Guardo sempre con interesse le donne che si candidano perché so che le donne consapevoli della propria storia di genere, se dialogano con la storia politica che ha reso possibile il loro esercizio dei diritti, possono fare la differenza.
In questo paese, Cortenuova, nel quale vivo e voto dal 1978, ho guardato con particolare attenzione e perfino speranza a donne, da molti anni più giovani di me, che decidono di cimentarsi nell’amministrazione del bene pubblico.
Mi amareggia il fatto che queste donne decidano di presentarsi come CandidatO SindacO, come se l’essere donna non fosse l’appartenenza a un genere che è più della metà della specie umana, ma solo un caso della vita da nascondere se ci si presenta in pubblico.
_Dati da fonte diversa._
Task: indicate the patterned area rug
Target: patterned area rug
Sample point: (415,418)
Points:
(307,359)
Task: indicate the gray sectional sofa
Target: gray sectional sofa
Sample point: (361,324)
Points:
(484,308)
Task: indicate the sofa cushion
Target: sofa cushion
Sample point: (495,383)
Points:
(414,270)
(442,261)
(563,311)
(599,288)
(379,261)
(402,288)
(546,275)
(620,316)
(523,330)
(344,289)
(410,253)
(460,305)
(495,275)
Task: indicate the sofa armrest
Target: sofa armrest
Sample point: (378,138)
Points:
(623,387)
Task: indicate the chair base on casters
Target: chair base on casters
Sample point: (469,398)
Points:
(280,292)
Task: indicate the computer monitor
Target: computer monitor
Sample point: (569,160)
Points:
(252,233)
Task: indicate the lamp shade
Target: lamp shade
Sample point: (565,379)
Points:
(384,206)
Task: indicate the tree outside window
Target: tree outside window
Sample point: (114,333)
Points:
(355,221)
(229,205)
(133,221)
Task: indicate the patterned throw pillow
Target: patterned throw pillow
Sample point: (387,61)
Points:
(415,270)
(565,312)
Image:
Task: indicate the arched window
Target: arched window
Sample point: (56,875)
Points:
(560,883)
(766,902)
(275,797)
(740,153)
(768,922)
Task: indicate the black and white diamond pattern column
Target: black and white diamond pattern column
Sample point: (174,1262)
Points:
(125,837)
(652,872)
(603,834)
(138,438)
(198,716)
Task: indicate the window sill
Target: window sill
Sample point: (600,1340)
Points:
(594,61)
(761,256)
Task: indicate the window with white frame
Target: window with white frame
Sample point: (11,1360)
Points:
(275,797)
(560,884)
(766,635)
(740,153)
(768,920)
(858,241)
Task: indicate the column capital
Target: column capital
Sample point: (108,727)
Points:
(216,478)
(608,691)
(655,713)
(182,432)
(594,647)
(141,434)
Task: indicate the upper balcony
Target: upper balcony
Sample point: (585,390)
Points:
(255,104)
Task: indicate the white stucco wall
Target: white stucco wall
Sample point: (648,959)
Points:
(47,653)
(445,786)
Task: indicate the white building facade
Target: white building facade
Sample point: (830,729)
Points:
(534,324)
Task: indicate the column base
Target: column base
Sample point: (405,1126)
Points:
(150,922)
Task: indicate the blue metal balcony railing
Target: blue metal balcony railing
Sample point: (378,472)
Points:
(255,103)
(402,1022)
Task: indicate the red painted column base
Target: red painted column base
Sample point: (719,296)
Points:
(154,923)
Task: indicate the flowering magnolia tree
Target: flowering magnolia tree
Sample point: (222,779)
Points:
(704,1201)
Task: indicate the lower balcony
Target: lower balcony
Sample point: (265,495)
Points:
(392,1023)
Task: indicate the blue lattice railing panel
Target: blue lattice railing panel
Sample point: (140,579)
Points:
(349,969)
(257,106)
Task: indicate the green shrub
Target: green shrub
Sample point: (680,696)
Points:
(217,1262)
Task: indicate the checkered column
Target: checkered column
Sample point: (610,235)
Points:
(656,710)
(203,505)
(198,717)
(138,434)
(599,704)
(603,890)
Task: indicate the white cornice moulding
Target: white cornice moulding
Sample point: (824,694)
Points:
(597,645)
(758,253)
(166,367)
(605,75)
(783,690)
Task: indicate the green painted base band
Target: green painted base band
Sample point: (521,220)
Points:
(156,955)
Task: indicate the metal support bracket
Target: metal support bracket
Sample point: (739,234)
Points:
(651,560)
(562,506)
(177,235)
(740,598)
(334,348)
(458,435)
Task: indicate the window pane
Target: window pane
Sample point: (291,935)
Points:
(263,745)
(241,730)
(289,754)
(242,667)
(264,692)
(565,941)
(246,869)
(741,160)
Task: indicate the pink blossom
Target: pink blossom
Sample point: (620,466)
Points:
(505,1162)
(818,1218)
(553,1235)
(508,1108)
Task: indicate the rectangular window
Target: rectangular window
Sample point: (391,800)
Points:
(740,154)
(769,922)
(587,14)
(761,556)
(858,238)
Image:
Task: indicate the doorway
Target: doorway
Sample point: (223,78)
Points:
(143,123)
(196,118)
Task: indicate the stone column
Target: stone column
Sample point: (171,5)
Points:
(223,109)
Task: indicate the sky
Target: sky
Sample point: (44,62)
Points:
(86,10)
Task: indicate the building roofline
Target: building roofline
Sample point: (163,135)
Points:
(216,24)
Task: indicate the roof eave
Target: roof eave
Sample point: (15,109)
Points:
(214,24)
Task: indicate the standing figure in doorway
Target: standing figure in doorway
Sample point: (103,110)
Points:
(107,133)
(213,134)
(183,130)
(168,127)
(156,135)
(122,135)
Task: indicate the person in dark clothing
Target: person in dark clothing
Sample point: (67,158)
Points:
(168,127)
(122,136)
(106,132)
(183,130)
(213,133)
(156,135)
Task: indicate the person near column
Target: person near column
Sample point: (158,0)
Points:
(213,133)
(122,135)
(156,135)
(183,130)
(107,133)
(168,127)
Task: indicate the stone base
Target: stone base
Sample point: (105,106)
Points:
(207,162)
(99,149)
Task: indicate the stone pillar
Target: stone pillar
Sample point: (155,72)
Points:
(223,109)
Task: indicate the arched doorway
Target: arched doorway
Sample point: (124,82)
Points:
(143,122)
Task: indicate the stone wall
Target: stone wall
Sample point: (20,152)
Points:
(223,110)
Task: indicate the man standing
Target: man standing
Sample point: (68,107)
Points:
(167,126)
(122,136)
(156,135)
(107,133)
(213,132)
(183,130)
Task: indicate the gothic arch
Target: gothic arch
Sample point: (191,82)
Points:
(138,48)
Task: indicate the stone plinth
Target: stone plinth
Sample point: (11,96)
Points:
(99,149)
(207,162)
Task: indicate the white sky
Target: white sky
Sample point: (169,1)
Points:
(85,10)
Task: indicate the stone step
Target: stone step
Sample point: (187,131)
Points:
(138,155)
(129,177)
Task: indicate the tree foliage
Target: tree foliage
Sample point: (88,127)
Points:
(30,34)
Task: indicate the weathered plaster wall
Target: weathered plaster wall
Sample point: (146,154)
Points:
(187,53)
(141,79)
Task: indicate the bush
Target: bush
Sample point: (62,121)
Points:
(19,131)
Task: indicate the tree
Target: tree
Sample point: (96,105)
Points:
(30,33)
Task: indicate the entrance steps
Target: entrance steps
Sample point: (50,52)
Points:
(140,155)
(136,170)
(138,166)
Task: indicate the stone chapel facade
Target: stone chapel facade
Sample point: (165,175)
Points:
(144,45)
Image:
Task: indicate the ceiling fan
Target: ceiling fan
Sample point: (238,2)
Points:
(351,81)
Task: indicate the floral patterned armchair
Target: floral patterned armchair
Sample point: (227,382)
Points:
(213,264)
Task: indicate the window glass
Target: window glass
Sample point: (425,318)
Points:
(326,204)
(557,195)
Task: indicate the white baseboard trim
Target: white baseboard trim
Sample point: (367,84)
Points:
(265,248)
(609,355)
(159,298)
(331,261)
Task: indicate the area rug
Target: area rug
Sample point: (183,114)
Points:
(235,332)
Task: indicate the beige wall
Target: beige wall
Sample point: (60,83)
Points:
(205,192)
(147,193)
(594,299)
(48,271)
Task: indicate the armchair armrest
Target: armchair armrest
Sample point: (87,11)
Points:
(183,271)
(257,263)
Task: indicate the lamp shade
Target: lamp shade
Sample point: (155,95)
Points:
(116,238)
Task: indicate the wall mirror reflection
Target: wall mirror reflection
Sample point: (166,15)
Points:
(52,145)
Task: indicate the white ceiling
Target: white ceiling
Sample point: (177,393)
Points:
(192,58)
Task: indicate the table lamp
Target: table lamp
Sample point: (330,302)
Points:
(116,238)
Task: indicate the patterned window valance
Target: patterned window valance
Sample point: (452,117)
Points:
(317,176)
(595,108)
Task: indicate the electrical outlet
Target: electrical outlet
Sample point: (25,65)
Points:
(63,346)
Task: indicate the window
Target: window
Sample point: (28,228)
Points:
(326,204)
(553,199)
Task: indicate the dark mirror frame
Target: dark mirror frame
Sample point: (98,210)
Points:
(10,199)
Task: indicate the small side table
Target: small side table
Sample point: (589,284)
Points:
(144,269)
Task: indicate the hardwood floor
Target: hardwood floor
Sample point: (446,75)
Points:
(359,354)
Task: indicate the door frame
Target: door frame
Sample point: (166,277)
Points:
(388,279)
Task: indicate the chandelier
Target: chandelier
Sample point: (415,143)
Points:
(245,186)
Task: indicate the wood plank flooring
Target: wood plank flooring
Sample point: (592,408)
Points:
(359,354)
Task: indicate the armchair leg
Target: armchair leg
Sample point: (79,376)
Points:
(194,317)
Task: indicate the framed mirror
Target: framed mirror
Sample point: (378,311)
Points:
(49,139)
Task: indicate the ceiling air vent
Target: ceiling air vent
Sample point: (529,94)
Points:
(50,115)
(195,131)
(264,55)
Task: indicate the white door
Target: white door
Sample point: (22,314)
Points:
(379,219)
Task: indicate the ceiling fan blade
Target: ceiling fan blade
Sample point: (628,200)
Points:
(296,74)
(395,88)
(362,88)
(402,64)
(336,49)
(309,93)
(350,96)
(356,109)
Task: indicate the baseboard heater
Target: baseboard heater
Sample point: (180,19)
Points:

Una donna che si presenta al maschile cancella anche me come cittadina che conosco, e non voglio mai dimenticare, la lotta condotta dalle nostre madri e nonne e bisnonne (e anche da me che ormai appartengo a una generazione anziana) per conquistare diritti per tutte noi, cambiando la qualità della vita delle figlie e anche dei figli, perché la libertà delle donne migliora la vita di tutti e tutte
Ci sono donne in questo paese, l’Italia, che hanno scritto la Costituzione, hanno fatto le leggi, hanno cambiato la scienza e donne così autorevoli da riformare perfino la grammatica.
La parola sindaca non esisteva nella lingua perché era un ruolo vietato alle donne e molte donne sono morte per conquistare a tutte noi oggi la libertà di candidarci per qualsiasi ruolo.
Perché allora usare il ruolo al maschile, visto che si tratta di un errore che rasenta il ridicolo, se pensiamo anche solo alla frase “IL sindaco ha partorito”?!
La grammatica non è una scelta politica e non ha partito, ma in italiano ha il maschile e il femminile.
Che cosa significa per una donna, oggi, presentarsi per un ruolo usando il maschile?
Vuole riconosce che i ruoli sono solo maschili e le donne devono attenersi alle regole stabilite circa cinquecento anni fa, considerate superate perfino dalla presidenza del Consiglio dei Ministri nel lontano 1987 e da qualche anno perfino dall’Accademia della Crusca?
Oppure vuole rassicurare un elettorato che pratica il maschilismo e considera l’uso corretto della grammatica un fatto politico disgustoso e da combattere?
Fabiola Gianotti, che dirige cinquemila scienziati/e di tutto il mondo dovrebbe evitare di definirsi scienziata? O la Rettrice dell’Università di L’Aquila dovrebbe tornare a chiamarsi Rettore?
Il maschilismo è una cultura pericolosa, la stessa cultura dentro la quale cresce quella violenza che in Italia uccide una donna ogni 72 ore.
Si tratta di una delle grandi emergenze che deve affrontare chi si candida a un ruolo di governo e vorrei ricordare che le donne sono la maggioranza in questo paese e per fortuna ci siamo conquistate il diritto di essere noi stesse ovunque, anche con posizioni politiche diverse, ma senza l’obbligo di camuffarci da uomini.
Se una donna si presenta come uomo, ed è quindi un’imitazione, le donne stesse spesso preferiscono votare l’originale, cioè un uomo.
Non basta essere donna per fare buone cose ma essere consapevole della propria storia di genere aiuta a capire l’intera cittadinanza, costituita da donne e uomini, e spesso, come vediamo in tutto il mondo, a operare scelte coraggiose per il bene comune.
Un’ultima cosa: le citazioni scelte per le righe di separazione dei capoversi del programma, sono interessanti e tutte condivisibili, ma possibile che non abbiate trovato nemmeno una donna?
Eppure le donne hanno parlato e scritto, anche cose straordinarie.
Perché mai una donna dovrebbe mettere a tacere le donne?
La forma, in ogni circostanza, dice molto della sostanza.